I know it sounds insane. I was not in a good way. I had basically accepted the reality I had grown up believing in was fake but couldn’t face the new reality given me.

There were audio as well as visual components to this. That’s where the paranoia hooped in. It felt as if my ears had developed acute hearing, and I could hear every thought and conversation – and all of it was about me.

Some of it was almost comical. It was like tuning into a Nigerian radio station and hearing every personal failure described in hilarious and gleeful detail. I could hear the fruity accents and laughter tormenting me, all of it a fabrication of my mind.

Besides that, I imagined the nurses talking about me. I listened in to their disparaging and insulting comments or imagined I did. I could do nothing about it, but it festered in me distrust that would later manifest in my dealings with them.

Closing my eyes, I would be presented with many different things, but among them were what appeared insulting testimonials commenting on my character. All of it appeared as if I was looking at a screen.

At other times I’d see these brilliant mandalas like images continually evolve on screen. It was so complex and detailed that I would wonder at it, but it had a hypnotic effect I would counter ultimately by opening my eyes again.

During this time, and since, I could feel what seemed like magic happening in the cheek where I was operated on – an agitated activity, an internal twitching, as if the muscle and nerves were knitting in real-time. I still feel this occasionally and think it authentic.

My cheek was packed with wadding infused with god knows what, with a piece of skin and an artery transplanted from my groin to become my upper palate. It was important that it fused and became compatible, and several times a day throughout my stay, the nurses and doctors would check on it. It felt as if it was adapting to the environment, joining and growing, encouraged by whatever was in the wadding was infused with. I could taste it in my mouth to the point I wanted to spit it out, so bitter and chemical was it.

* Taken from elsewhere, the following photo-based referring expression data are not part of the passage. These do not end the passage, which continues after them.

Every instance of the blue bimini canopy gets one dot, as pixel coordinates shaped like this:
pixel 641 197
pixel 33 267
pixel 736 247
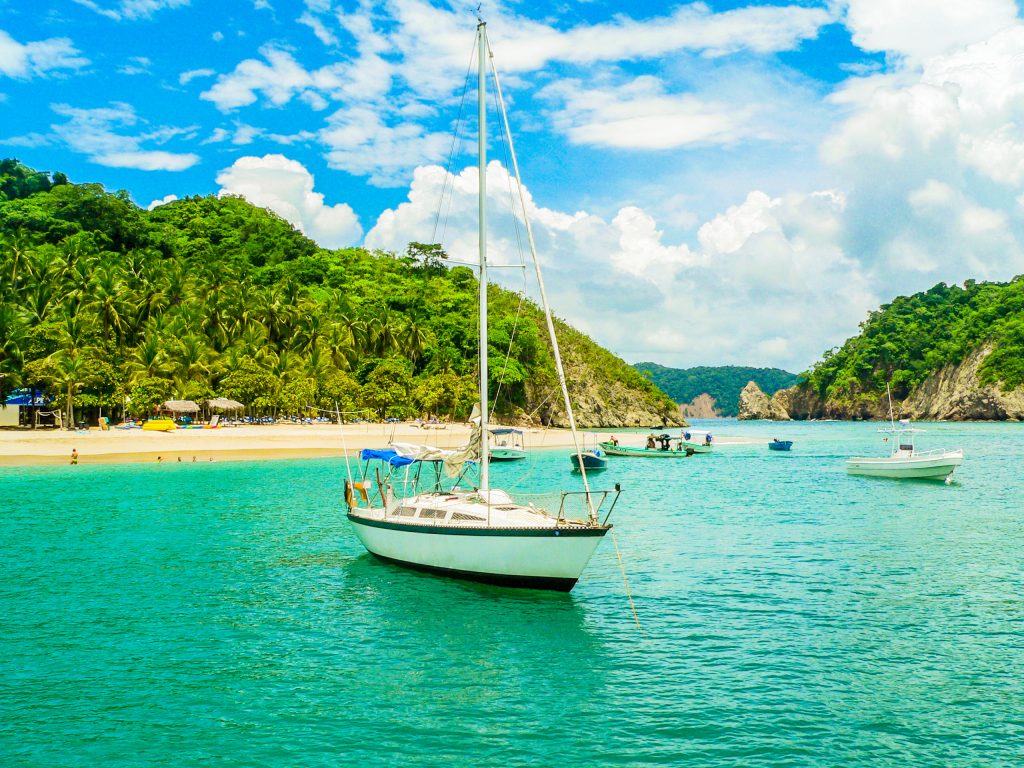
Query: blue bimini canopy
pixel 387 456
pixel 28 397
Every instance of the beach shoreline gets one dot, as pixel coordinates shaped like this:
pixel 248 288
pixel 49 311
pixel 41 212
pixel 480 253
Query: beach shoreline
pixel 255 442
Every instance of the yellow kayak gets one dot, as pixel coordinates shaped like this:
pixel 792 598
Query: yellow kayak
pixel 159 425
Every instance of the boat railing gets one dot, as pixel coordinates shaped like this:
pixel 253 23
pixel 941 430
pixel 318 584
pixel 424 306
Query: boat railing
pixel 572 505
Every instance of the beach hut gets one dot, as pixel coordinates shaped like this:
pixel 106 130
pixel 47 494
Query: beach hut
pixel 179 408
pixel 19 406
pixel 222 403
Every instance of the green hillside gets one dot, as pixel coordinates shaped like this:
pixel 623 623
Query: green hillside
pixel 105 303
pixel 721 382
pixel 913 336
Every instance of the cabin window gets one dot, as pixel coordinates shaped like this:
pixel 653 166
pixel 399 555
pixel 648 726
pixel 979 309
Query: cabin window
pixel 464 517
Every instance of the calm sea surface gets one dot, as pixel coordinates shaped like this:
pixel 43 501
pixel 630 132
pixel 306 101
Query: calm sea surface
pixel 225 614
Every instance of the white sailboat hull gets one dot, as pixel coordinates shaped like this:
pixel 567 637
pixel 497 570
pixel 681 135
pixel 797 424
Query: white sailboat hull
pixel 936 466
pixel 542 558
pixel 507 454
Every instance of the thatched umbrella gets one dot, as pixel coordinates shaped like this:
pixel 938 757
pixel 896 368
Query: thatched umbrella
pixel 180 407
pixel 222 403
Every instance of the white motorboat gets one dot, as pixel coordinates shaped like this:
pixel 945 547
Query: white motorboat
pixel 906 461
pixel 507 444
pixel 479 532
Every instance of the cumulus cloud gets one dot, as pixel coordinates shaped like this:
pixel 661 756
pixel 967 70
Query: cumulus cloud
pixel 762 268
pixel 95 133
pixel 358 141
pixel 920 29
pixel 38 58
pixel 641 115
pixel 286 187
pixel 933 165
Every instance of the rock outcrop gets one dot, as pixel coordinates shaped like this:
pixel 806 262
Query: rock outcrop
pixel 956 393
pixel 953 393
pixel 754 403
pixel 701 407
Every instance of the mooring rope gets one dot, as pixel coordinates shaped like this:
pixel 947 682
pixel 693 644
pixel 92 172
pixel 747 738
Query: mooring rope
pixel 626 581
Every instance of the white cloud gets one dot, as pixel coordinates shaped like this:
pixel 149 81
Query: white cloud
pixel 93 132
pixel 744 297
pixel 38 58
pixel 933 165
pixel 920 29
pixel 358 141
pixel 433 47
pixel 131 9
pixel 186 77
pixel 163 201
pixel 641 115
pixel 286 187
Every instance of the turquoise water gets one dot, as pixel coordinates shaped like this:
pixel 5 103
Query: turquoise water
pixel 224 614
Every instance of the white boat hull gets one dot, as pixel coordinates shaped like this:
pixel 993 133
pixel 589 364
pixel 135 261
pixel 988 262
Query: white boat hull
pixel 507 455
pixel 541 558
pixel 933 467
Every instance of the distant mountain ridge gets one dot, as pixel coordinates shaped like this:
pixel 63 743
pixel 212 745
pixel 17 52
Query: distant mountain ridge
pixel 950 352
pixel 722 383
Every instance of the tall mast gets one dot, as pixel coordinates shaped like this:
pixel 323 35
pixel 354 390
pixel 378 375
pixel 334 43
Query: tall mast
pixel 482 171
pixel 544 300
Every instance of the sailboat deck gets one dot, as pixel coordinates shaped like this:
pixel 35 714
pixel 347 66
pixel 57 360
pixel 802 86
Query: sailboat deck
pixel 466 509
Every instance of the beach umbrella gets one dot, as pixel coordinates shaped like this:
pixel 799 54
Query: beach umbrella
pixel 180 407
pixel 222 403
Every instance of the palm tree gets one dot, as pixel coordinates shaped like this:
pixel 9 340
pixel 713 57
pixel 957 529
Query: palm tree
pixel 147 359
pixel 107 297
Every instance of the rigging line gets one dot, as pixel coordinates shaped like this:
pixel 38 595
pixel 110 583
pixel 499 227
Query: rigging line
pixel 503 140
pixel 626 581
pixel 544 299
pixel 451 158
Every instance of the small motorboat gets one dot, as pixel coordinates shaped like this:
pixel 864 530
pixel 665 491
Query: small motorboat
pixel 594 460
pixel 905 462
pixel 508 444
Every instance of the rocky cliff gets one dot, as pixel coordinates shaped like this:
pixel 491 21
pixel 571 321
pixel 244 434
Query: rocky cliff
pixel 754 403
pixel 955 393
pixel 952 393
pixel 701 407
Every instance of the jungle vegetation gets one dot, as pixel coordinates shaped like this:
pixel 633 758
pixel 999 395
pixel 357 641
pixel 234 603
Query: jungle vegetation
pixel 913 336
pixel 104 304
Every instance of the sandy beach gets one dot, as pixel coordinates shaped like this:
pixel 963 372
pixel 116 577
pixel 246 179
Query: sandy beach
pixel 19 448
pixel 232 443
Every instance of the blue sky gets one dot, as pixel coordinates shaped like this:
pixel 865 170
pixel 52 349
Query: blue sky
pixel 719 182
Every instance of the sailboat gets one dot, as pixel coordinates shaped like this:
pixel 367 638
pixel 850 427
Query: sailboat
pixel 905 461
pixel 480 534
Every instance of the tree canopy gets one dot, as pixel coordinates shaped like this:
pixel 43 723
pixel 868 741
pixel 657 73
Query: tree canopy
pixel 108 305
pixel 904 341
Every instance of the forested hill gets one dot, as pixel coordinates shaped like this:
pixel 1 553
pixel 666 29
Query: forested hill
pixel 107 303
pixel 908 341
pixel 723 383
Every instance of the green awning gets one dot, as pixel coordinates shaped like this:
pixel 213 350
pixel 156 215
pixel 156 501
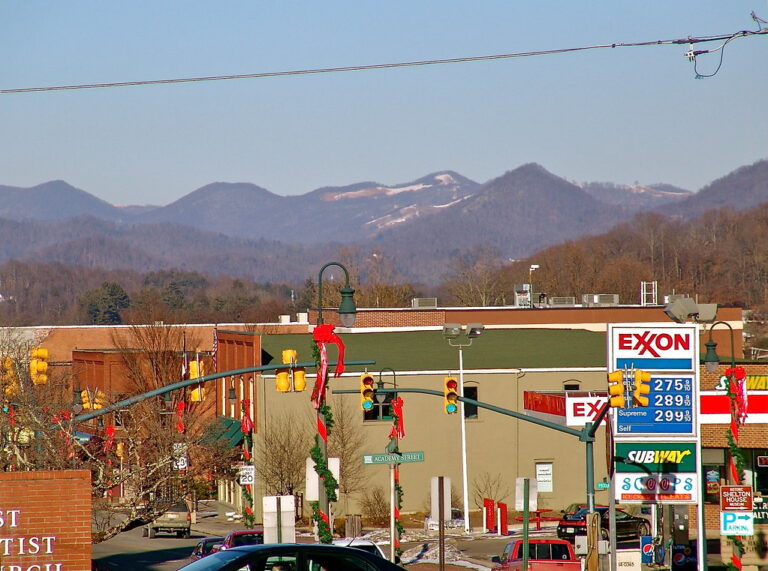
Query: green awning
pixel 226 431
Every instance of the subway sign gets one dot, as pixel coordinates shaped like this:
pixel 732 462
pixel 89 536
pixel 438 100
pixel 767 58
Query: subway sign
pixel 655 457
pixel 653 348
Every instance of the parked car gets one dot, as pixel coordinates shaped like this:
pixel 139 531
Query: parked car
pixel 543 555
pixel 292 557
pixel 240 537
pixel 175 519
pixel 627 526
pixel 358 543
pixel 204 547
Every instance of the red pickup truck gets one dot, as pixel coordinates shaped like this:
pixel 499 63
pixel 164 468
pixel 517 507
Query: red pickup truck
pixel 543 555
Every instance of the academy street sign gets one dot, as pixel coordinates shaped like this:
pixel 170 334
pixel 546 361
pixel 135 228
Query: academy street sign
pixel 401 458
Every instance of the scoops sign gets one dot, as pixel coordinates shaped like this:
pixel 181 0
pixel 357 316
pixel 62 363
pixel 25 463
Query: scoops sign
pixel 653 348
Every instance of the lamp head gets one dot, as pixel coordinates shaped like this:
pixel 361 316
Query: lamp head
pixel 711 359
pixel 474 330
pixel 347 308
pixel 451 330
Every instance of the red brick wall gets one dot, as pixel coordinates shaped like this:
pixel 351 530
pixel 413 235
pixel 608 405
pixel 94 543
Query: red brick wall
pixel 45 518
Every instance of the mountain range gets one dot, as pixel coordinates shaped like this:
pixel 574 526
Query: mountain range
pixel 242 229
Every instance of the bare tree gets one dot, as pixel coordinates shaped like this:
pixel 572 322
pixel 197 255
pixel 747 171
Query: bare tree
pixel 281 450
pixel 346 443
pixel 488 486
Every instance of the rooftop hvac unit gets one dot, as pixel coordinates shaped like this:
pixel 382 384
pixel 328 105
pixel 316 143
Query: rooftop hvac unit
pixel 562 301
pixel 674 297
pixel 422 302
pixel 600 299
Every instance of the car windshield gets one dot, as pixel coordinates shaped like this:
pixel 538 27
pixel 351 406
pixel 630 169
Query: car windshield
pixel 247 539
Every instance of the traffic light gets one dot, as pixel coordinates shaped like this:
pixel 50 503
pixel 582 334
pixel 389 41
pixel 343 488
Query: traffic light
pixel 299 379
pixel 616 389
pixel 283 381
pixel 366 391
pixel 38 365
pixel 642 387
pixel 197 395
pixel 450 395
pixel 10 383
pixel 196 369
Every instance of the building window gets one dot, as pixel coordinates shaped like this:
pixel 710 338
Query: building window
pixel 544 477
pixel 470 410
pixel 381 410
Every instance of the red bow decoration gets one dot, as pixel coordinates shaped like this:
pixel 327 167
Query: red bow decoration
pixel 737 386
pixel 180 406
pixel 322 335
pixel 397 408
pixel 110 432
pixel 246 424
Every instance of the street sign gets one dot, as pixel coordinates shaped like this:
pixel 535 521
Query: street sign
pixel 736 498
pixel 402 458
pixel 737 523
pixel 247 474
pixel 670 409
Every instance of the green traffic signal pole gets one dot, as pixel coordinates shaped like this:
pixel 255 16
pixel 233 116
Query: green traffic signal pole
pixel 190 382
pixel 586 435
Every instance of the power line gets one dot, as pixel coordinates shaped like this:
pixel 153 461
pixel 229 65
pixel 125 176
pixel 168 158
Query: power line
pixel 689 40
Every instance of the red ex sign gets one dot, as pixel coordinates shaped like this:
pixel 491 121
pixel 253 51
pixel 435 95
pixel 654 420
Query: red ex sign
pixel 652 343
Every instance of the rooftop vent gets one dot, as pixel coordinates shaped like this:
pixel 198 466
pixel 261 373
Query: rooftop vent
pixel 422 302
pixel 600 299
pixel 561 301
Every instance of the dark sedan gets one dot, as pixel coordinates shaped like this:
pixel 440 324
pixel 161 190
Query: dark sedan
pixel 627 526
pixel 292 557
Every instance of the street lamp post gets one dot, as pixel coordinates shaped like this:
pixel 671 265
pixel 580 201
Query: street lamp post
pixel 347 313
pixel 530 280
pixel 451 332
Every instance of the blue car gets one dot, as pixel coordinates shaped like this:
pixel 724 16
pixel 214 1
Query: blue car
pixel 292 557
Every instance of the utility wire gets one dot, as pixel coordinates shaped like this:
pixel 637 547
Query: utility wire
pixel 689 40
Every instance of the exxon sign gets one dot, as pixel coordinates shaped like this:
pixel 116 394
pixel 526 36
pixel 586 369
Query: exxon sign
pixel 654 348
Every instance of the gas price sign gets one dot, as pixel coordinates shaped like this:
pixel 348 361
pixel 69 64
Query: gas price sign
pixel 670 409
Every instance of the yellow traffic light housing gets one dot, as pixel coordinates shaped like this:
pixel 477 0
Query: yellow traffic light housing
pixel 197 395
pixel 38 365
pixel 616 389
pixel 366 391
pixel 283 381
pixel 450 395
pixel 642 387
pixel 299 379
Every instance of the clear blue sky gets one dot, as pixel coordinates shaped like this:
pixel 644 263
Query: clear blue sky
pixel 620 115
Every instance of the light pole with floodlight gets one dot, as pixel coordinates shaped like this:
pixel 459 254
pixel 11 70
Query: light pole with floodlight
pixel 347 313
pixel 451 332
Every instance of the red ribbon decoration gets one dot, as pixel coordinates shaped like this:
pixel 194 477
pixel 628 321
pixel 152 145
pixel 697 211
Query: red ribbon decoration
pixel 110 432
pixel 322 335
pixel 397 408
pixel 246 424
pixel 180 406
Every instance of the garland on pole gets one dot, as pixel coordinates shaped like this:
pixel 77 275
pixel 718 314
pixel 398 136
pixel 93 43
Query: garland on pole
pixel 322 335
pixel 397 432
pixel 246 427
pixel 737 393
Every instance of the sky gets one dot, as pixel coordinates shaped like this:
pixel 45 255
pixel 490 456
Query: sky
pixel 626 115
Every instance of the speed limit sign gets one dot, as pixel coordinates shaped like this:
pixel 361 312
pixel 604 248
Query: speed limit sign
pixel 247 474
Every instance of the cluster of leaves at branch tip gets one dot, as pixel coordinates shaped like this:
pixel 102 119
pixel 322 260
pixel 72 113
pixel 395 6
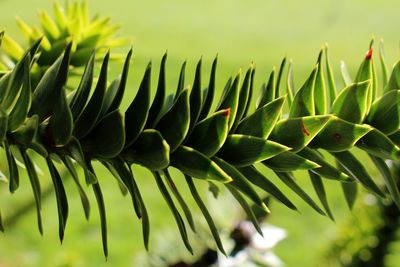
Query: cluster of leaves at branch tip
pixel 225 145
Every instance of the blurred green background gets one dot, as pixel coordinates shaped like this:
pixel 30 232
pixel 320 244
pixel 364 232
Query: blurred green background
pixel 240 32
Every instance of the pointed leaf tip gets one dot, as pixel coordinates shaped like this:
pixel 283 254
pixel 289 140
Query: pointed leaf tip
pixel 368 55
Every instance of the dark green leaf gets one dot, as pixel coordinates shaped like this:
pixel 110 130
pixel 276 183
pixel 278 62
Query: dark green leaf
pixel 355 169
pixel 196 100
pixel 352 102
pixel 258 179
pixel 240 182
pixel 326 170
pixel 244 150
pixel 390 180
pixel 383 64
pixel 288 179
pixel 394 80
pixel 82 194
pixel 280 74
pixel 174 125
pixel 350 191
pixel 18 114
pixel 103 219
pixel 137 112
pixel 268 92
pixel 81 95
pixel 319 188
pixel 385 113
pixel 339 135
pixel 174 210
pixel 179 198
pixel 319 89
pixel 263 120
pixel 88 118
pixel 61 197
pixel 378 144
pixel 331 78
pixel 50 86
pixel 245 206
pixel 34 180
pixel 107 138
pixel 195 164
pixel 243 97
pixel 289 161
pixel 181 82
pixel 61 122
pixel 297 133
pixel 209 135
pixel 159 99
pixel 303 102
pixel 206 214
pixel 115 93
pixel 210 91
pixel 149 150
pixel 12 168
pixel 231 99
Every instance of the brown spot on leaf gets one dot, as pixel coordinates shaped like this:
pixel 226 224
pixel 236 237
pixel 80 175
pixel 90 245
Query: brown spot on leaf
pixel 303 129
pixel 368 55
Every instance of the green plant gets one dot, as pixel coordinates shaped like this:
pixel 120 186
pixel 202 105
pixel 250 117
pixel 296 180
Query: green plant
pixel 71 23
pixel 182 131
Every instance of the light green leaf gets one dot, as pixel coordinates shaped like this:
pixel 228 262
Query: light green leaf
pixel 263 120
pixel 231 99
pixel 50 86
pixel 158 102
pixel 319 89
pixel 388 178
pixel 81 95
pixel 243 97
pixel 246 208
pixel 240 182
pixel 174 125
pixel 137 112
pixel 258 179
pixel 325 170
pixel 297 133
pixel 288 179
pixel 174 210
pixel 355 169
pixel 319 188
pixel 303 102
pixel 385 112
pixel 209 135
pixel 196 97
pixel 268 92
pixel 150 150
pixel 88 118
pixel 195 164
pixel 206 214
pixel 107 138
pixel 61 198
pixel 210 91
pixel 352 102
pixel 289 161
pixel 181 201
pixel 378 144
pixel 244 150
pixel 339 135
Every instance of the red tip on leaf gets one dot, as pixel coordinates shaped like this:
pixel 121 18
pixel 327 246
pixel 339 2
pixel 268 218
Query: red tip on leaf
pixel 304 129
pixel 226 112
pixel 368 55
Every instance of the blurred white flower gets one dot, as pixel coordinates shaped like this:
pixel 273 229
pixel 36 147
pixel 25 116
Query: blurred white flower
pixel 259 248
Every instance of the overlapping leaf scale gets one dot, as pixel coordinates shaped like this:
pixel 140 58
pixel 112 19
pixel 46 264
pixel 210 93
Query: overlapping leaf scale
pixel 178 131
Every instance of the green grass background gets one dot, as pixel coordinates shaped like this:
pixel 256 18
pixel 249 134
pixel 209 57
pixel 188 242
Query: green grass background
pixel 240 32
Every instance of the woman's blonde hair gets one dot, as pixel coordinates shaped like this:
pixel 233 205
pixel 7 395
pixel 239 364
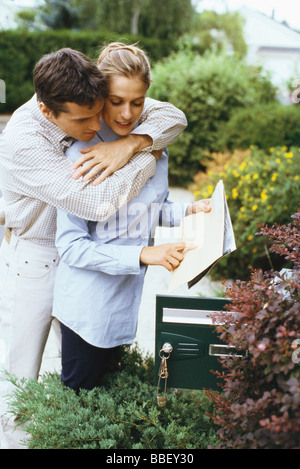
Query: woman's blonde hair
pixel 122 59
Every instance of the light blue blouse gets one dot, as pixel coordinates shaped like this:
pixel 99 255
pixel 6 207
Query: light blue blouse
pixel 100 278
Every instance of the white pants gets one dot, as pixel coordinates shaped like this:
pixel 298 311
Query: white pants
pixel 27 273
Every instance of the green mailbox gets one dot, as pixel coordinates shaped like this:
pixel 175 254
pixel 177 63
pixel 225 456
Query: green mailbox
pixel 187 339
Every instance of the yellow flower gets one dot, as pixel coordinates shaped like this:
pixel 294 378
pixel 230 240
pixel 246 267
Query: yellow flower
pixel 235 193
pixel 243 166
pixel 263 196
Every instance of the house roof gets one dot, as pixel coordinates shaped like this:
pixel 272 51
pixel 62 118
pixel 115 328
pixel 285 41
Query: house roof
pixel 263 31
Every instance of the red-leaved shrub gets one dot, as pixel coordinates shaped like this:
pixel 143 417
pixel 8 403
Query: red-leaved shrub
pixel 260 403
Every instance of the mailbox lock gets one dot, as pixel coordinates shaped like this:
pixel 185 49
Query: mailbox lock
pixel 163 372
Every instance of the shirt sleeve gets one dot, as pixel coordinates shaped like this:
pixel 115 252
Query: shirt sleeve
pixel 162 121
pixel 43 172
pixel 77 249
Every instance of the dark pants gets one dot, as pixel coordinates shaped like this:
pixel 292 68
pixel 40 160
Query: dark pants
pixel 84 365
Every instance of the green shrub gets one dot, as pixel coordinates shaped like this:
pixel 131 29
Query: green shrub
pixel 261 187
pixel 21 50
pixel 264 125
pixel 209 89
pixel 123 414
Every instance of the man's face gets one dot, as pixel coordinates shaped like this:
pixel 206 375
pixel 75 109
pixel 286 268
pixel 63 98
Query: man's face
pixel 79 122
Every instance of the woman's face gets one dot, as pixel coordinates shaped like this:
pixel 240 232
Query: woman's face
pixel 124 104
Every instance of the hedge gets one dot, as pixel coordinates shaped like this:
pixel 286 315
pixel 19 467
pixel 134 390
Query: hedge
pixel 210 89
pixel 264 125
pixel 20 50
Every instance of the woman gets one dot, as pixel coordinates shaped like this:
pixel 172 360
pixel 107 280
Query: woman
pixel 100 276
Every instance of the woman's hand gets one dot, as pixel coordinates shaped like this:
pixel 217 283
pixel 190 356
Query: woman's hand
pixel 203 205
pixel 167 255
pixel 108 157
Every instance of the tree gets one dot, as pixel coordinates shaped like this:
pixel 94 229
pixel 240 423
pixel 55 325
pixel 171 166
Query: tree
pixel 220 31
pixel 59 14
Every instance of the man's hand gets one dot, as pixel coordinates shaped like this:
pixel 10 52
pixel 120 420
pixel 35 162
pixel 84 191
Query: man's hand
pixel 108 157
pixel 203 205
pixel 167 255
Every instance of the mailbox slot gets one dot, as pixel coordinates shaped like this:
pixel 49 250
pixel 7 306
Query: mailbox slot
pixel 186 324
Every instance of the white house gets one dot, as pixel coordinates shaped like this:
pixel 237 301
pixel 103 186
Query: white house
pixel 275 47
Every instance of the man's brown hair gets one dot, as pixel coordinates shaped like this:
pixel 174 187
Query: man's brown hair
pixel 68 76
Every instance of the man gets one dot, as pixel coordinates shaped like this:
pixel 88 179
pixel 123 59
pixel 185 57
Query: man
pixel 35 179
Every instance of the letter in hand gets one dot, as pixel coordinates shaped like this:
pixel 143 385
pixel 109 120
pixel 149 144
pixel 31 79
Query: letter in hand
pixel 167 255
pixel 203 205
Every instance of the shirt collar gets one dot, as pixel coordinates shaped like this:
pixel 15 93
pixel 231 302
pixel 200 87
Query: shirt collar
pixel 52 130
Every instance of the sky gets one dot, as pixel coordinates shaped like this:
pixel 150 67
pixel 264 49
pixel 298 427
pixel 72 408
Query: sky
pixel 288 10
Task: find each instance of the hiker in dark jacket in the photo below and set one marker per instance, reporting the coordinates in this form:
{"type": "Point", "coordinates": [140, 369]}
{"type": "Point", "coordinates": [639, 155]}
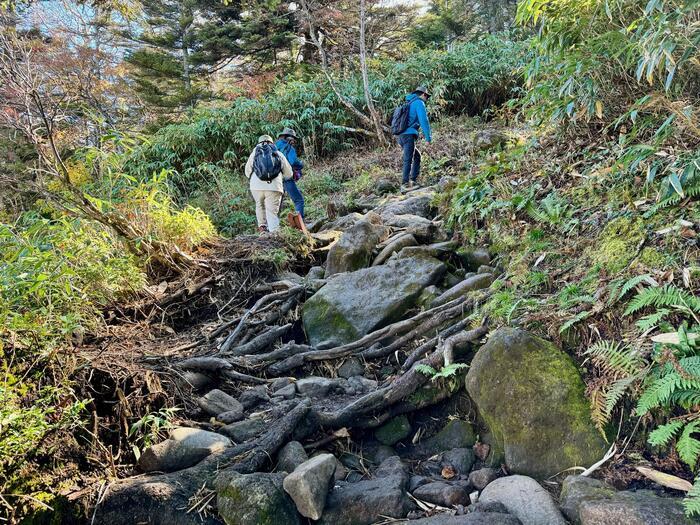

There was something almost rhythmic to this, and when I closed my eyes, I would see what appeared to be a cloth, dark brownish-red and slightly moistened it appeared, subtly shift as if it was breathing.

By this time, I think, I’d poked my head up a few times and made some outrageous and panicked claims, though remember, I had no voice (which made things worse – I felt trapped, locked-in). People were worried about me. This was 2-3 days post-surgery, and I was in this crazy mental spiral. There was no escape from it. It felt like a form of torture. But at some point, I think I came to realise that – to accept – that it wasn’t true. It was just a horrible trip. I couldn’t stop it, though, and from that crazy place, I’d send out missives trying to alert the world and get some help. No chance of that.

I don’t know how I survived it. I despaired at the effort required to endure down in my hole. I knew, in my crazy, mixed-up way, that I had to keep going. But there were times I felt as if I couldn’t go on and felt like ripping out every tube.

I survived in the end. In my mind, I imagined all sorts of explanations for what was happening. Maybe it was just a bad reaction to the drugs. I imagined, in fact, that I had pushed the pain button too much, and I was sure I heard at one stage a nurse saying the painkiller hadn’t been diluted at it should have been – but then, that was just as likely another figment of my paranoia. Regardless, it gave me something to focus on. The medication would fade – I had to outlast it.

Eventually, I came out of this funk. Surgery was Wednesday. I reckon it wasn’t until Sunday that I saw some light. The days in between were some of the hardest in my life. I knew it would be hard, but I didn’t expect the psychological challenge to be greater than the physical.

The guy I shared a room with commented that he had some strange thoughts and dreams, though not to the degree I had. There are still occasions when something pops into my head and dreams that feel like that – but then, I still have the wadding in my cheek.